One mole of a non-ideal gas undergoes a change of state `( 2.0 atm, 3.0L, 95 K) rarr (4.0 atm, 5.0L, 245 K)` with a change in internal energy , `Delta U= 30.0 L. atm`. Calculate change in enthalpy of the process in `L. atm`.

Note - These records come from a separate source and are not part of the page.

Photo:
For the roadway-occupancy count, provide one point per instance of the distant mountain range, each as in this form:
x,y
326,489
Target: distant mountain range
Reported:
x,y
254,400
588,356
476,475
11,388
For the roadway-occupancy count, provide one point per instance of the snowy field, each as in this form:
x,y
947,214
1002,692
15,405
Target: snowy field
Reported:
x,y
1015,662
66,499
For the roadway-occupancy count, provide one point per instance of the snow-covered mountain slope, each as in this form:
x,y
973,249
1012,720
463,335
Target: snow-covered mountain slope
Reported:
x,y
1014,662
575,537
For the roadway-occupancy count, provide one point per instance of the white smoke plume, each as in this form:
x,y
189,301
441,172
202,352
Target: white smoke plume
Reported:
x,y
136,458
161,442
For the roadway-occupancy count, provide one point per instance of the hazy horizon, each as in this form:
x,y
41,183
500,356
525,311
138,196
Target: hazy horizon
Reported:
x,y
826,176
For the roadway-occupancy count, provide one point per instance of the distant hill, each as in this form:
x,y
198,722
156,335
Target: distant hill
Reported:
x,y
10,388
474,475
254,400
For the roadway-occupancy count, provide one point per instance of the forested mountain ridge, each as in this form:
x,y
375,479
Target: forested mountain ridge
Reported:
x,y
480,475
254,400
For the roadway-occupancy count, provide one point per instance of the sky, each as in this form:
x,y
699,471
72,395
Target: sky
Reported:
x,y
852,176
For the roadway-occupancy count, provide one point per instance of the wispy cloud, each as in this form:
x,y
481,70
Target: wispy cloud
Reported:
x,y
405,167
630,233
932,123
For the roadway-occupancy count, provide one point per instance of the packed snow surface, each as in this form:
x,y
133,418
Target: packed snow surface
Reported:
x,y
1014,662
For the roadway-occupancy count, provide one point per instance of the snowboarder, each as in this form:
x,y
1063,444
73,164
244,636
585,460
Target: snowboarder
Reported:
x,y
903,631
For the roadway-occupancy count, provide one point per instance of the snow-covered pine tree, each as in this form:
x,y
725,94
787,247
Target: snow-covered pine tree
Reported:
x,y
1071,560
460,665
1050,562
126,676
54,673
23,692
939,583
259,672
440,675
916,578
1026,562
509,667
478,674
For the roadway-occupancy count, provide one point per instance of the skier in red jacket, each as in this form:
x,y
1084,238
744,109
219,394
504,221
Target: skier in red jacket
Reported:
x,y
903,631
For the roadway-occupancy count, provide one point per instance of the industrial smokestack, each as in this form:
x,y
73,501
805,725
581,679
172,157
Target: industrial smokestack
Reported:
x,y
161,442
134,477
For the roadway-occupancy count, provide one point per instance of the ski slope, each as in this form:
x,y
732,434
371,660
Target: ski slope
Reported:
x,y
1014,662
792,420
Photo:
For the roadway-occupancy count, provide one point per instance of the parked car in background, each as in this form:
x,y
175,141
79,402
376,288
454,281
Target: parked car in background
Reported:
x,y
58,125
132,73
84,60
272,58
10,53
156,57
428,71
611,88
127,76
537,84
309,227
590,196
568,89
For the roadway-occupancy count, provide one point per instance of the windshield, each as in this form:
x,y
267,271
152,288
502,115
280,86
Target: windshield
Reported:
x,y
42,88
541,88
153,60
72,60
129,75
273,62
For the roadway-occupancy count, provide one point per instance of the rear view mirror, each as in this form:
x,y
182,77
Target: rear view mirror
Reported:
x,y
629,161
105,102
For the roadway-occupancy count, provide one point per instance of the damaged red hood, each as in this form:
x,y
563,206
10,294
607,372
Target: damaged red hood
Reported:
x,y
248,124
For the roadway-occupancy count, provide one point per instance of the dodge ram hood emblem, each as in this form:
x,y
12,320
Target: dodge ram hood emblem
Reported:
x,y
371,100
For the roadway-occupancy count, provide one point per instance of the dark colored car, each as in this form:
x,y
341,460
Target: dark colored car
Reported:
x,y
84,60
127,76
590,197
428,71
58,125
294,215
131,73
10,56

To calculate the change in enthalpy (ΔH) for the process, we can use the following formula: \[ \Delta H = \Delta U + nR\Delta T \] Where: - ΔH is the change in enthalpy - ΔU is the change in internal energy - n is the number of moles of gas - R is the universal gas constant - ΔT is the change in temperature ### Step-by-Step Solution: 1. **Identify the given values**: - Change in internal energy (ΔU) = 30.0 L·atm - Number of moles (n) = 1 mole (since it is given that we have one mole of gas) - Initial temperature (T1) = 95 K - Final temperature (T2) = 245 K - Universal gas constant (R) = 0.0821 L·atm/(K·mol) 2. **Calculate the change in temperature (ΔT)**: \[ \Delta T = T2 - T1 = 245 \, K - 95 \, K = 150 \, K \] 3. **Substitute the values into the enthalpy change formula**: \[ \Delta H = \Delta U + nR\Delta T \] \[ \Delta H = 30.0 \, L·atm + (1 \, mol)(0.0821 \, L·atm/(K·mol))(150 \, K) \] 4. **Calculate nRΔT**: \[ nR\Delta T = 1 \cdot 0.0821 \cdot 150 = 12.315 \, L·atm \] 5. **Add ΔU and nRΔT to find ΔH**: \[ \Delta H = 30.0 \, L·atm + 12.315 \, L·atm = 42.315 \, L·atm \] 6. **Round the final answer**: \[ \Delta H \approx 42.3 \, L·atm \] ### Final Answer: The change in enthalpy (ΔH) of the process is approximately **42.3 L·atm**.